Single by Titãs

from the album Cabeça Dinossauro
- Released: 1986
- Genre: Punk rock
- Length: 2:07
- Label: WEA
- Composer: Tony Bellotto
- Lyricist: Tony Bellotto
- Producers: Liminha; Vitor Farias; Pena Schmidt;

Titãs singles chronology
| "Aa Uu" (1986) | "Polícia" (1986) | "Homem Primata" (1987) |

= Polícia (song) =

"Polícia" is the fifth single by Titãs, from the album Cabeça Dinossauro, released in 1986. The song, written just after Tony Bellotto and Arnaldo Antunes were arrested for heroin traffic, criticizes the police. According to Branco Mello, vocalist of the band, the album Cabeça Dinossauro had "much of that disappointment of being arrested and to know you are not a criminal".

Sérgio Britto recorded the first take of his lead vocals while overhearing a conversation between producer Liminha and Evandro Mesquita about spearfishing, which made him angry. He wanted to record a second performance, but his bandmates convinced him the first attempt was fine. He only had three minutes to record his part.

Originally, nobody wanted to take on lead vocals for the song, which Bellotto wrote having Paulo Miklos in mind. The members didn't even think "Polícia" had any potential at all. Since Britto only sang two other songs from the album ("AA UU" and "Homem Primata"), he ended up singing "Polícia", as well.

By the time of the album's release, Bellotto said it would be naïve to think a country doesn't need the police to fight criminals and murderers, but he believed he didn't need the police in his life when he was arrested for heroin possession.

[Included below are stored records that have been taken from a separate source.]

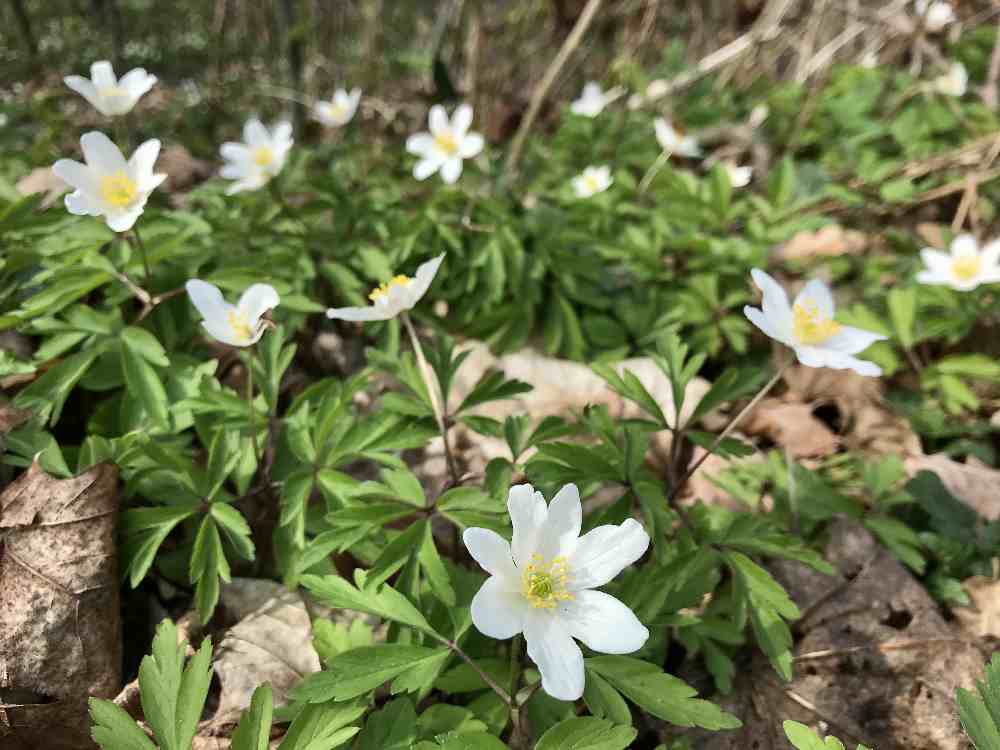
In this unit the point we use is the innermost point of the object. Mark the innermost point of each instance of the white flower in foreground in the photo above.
(261, 156)
(954, 82)
(592, 101)
(673, 141)
(107, 185)
(339, 110)
(936, 14)
(111, 96)
(392, 297)
(236, 325)
(446, 145)
(542, 584)
(591, 181)
(965, 267)
(808, 327)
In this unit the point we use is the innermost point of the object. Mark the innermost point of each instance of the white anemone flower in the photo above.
(965, 267)
(108, 185)
(674, 141)
(237, 325)
(808, 327)
(953, 83)
(111, 96)
(340, 110)
(391, 298)
(936, 14)
(592, 101)
(261, 156)
(446, 145)
(591, 181)
(542, 583)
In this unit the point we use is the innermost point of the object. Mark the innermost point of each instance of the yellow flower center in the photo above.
(383, 289)
(544, 582)
(810, 325)
(446, 142)
(966, 269)
(240, 325)
(263, 156)
(118, 189)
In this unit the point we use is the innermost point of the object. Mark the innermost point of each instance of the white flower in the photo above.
(542, 584)
(111, 96)
(673, 141)
(808, 327)
(738, 176)
(965, 268)
(954, 82)
(107, 185)
(936, 14)
(236, 325)
(339, 110)
(447, 143)
(393, 297)
(260, 157)
(592, 101)
(591, 181)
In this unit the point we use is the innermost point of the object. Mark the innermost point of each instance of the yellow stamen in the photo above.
(383, 289)
(810, 325)
(118, 189)
(966, 268)
(544, 582)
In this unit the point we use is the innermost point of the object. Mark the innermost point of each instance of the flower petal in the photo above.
(556, 655)
(603, 623)
(603, 552)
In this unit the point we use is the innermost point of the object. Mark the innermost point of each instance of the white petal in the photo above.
(497, 612)
(492, 552)
(603, 623)
(556, 655)
(603, 552)
(527, 515)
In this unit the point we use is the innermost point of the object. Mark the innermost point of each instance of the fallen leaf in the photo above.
(59, 612)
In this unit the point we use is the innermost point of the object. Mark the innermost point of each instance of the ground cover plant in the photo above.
(657, 411)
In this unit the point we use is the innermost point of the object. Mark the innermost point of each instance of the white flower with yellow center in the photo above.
(391, 298)
(237, 325)
(808, 327)
(674, 141)
(542, 583)
(261, 156)
(108, 185)
(338, 111)
(965, 267)
(446, 145)
(111, 96)
(591, 181)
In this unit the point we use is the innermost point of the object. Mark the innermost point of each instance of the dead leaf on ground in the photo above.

The song was covered by Brazilian band Sepultura. It was included on their albums Blood-Rooted (1997), Under a Pale Grey Sky (2002), the covered song was featured exclusively on the soundtrack version of Tales from the Crypt presents: Demon Knight (1995) and also on the Brazilian edition of Chaos A.D.. Originally, it was released as a B-side on the "Territory" single, released by Roadrunner Records.

"Polícia" was featured in the soundtrack of Elite Squad. A version of the song was used as the opening theme for a Rede Globo TV series called Força-Tarefa.